El ejercicio de la limosna nos libera de la avidez y nos ayuda a descubrir que el otro es mi hermano: nunca lo que tengo es sólo mío. Cuánto desearía que la limosna se convirtiera para todos en un auténtico estilo de vida. Al igual que, como cristianos, me gustaría que siguiésemos el ejemplo de los Apóstoles y viésemos en la posibilidad de compartir nuestros bienes con los demás un testimonio concreto de la comunión que vivimos en la Iglesia. A este propósito hago mía la exhortación de san Pablo, cuando invitaba a los corintios a participar en la colecta para la comunidad de Jerusalén: «Os conviene» (2 Co 8,10). Esto vale especialmente en Cuaresma, un tiempo en el que muchos organismos realizan colectas en favor de iglesias y poblaciones que pasan por dificultades. Y cuánto querría que también en nuestras relaciones cotidianas, ante cada hermano que nos pide ayuda, pensáramos que se trata de una llamada de la divina Providencia: cada limosna es una ocasión para participar en la Providencia de Dios hacia sus hijos; y si él hoy se sirve de mí para ayudar a un hermano, ¿no va a proveer también mañana a mis necesidades, él, que no se deja ganar por nadie en generosidad?(6) 

El ayuno, por último, debilita nuestra violencia, nos desarma, y constituye una importante ocasión para crecer. Por una parte, nos permite experimentar lo que sienten aquellos que carecen de lo indispensable y conocen el aguijón del hambre; por otra, expresa la condición de nuestro espíritu, hambriento de bondad y sediento de la vida de Dios. El ayuno nos despierta, nos hace estar más atentos a Dios y al prójimo, inflama nuestra voluntad de obedecer a Dios, que es el único que sacia nuestra hambre. 

Querría que mi voz traspasara las fronteras de la Iglesia Católica, para que llegara a todos ustedes, hombres y mujeres de buena voluntad, dispuestos a escuchar a Dios. Si se sienten afligidos como nosotros, porque en el mundo se extiende la iniquidad, si les preocupa la frialdad que paraliza el corazón y las obras, si ven que se debilita el sentido de una misma humanidad, únanse a nosotros para invocar juntos a Dios, para ayunar juntos y entregar juntos lo que podamos como ayuda para nuestros hermanos. 

El fuego de la Pascua 
Invito especialmente a los miembros de la Iglesia a emprender con celo el camino de la Cuaresma, sostenidos por la limosna, el ayuno y la oración. Si en muchos corazones a veces da la impresión de que la caridad se ha apagado, en el corazón de Dios no se apaga. Él siempre nos da una nueva oportunidad para que podamos empezar a amar de nuevo. 

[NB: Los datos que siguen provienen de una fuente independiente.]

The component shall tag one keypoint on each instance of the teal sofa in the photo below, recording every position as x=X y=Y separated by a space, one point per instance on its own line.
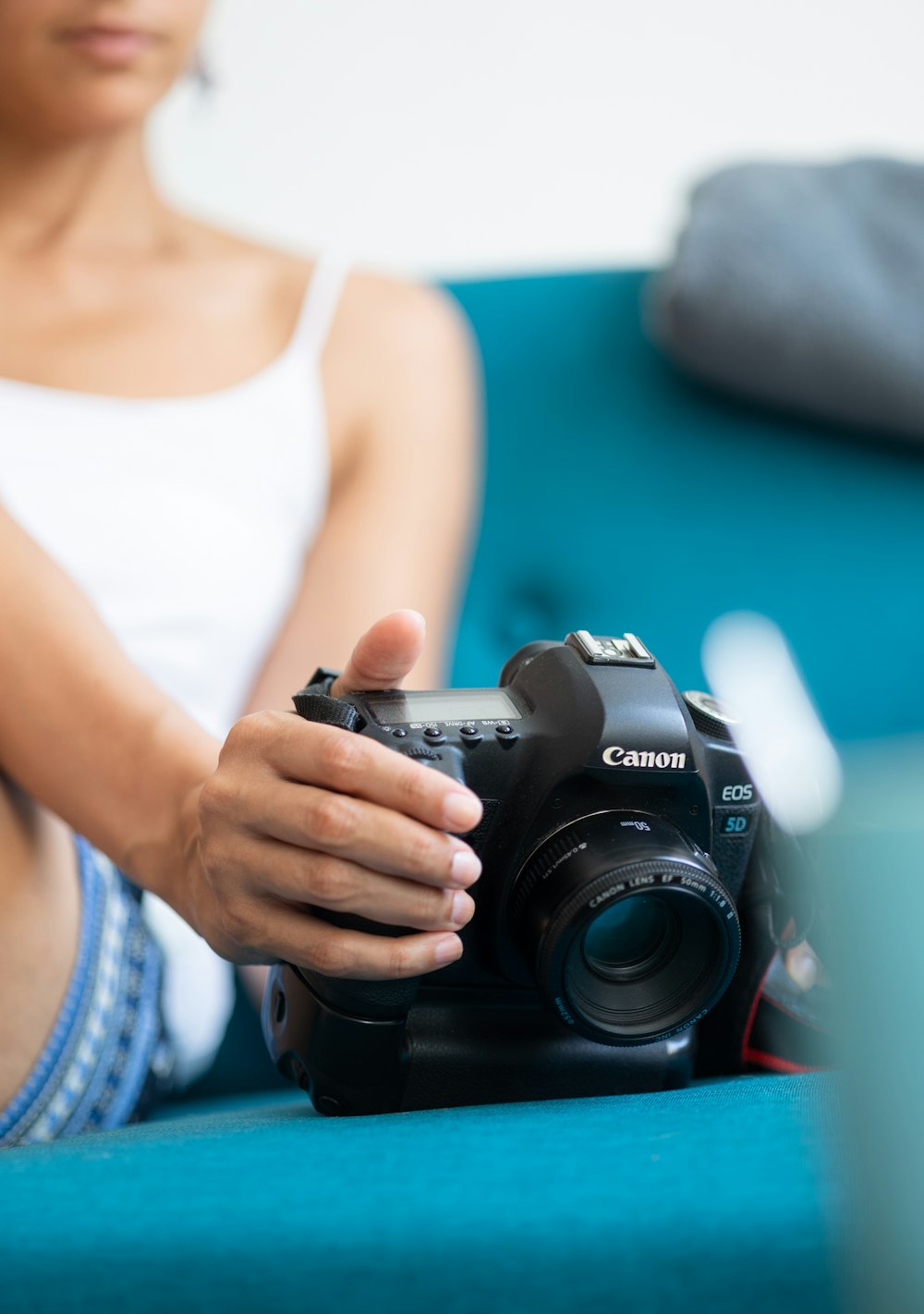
x=618 y=497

Una ocasión propicia será la iniciativa «24 horas para el Señor», que este año nos invita nuevamente a celebrar el Sacramento de la Reconciliación en un contexto de adoración eucarística. En el 2018 tendrá lugar el viernes 9 y el sábado 10 de marzo, inspirándose en las palabras del Salmo 130,4: «De ti procede el perdón». En cada diócesis, al menos una iglesia permanecerá abierta durante 24 horas seguidas, para permitir la oración de adoración y la confesión sacramental. 

En la noche de Pascua reviviremos el sugestivo rito de encender el cirio pascual: la luz que proviene del «fuego nuevo» poco a poco disipará la oscuridad e iluminará la asamblea litúrgica. «Que la luz de Cristo, resucitado y glorioso, disipe las tinieblas de nuestro corazón y de nuestro espíritu»,(7) para que todos podamos vivir la misma experiencia de los discípulos de Emaús: después de escuchar la Palabra del Señor y de alimentarnos con el Pan eucarístico nuestro corazón volverá a arder de fe, esperanza y caridad. 

Los bendigo de todo corazón y rezo por ustedes. No se olviden de rezar por mí. 

Vaticano, 1 de noviembre de 2017 
Solemnidad de Todos los Santos 

Francisco
 

Notas

(1) Misal Romano, I Dom. de Cuaresma, Oración Colecta. 
(2) «Salía el soberano del reino del dolor fuera de la helada superficie, desde la mitad del pecho» (Infierno XXXIV, 28-29). 
(3) «Es curioso, pero muchas veces tenemos miedo a la consolación, de ser consolados. Es más, nos sentimos más seguros en la tristeza y en la desolación. ¿Sabéis por qué? Porque en la tristeza nos sentimos casi protagonistas. En cambio en la consolación es el Espíritu Santo el protagonista» (Ángelus, 7 diciembre 2014). 
(4) Núms. 76-109. 
(5) Cf. Benedicto XVI, Enc. Spe salvi, 33. 
(6) Cf. Pío XII, Enc. Fidei donum, III. 
(7) Misal Romano, Vigilia Pascual, Lucernario.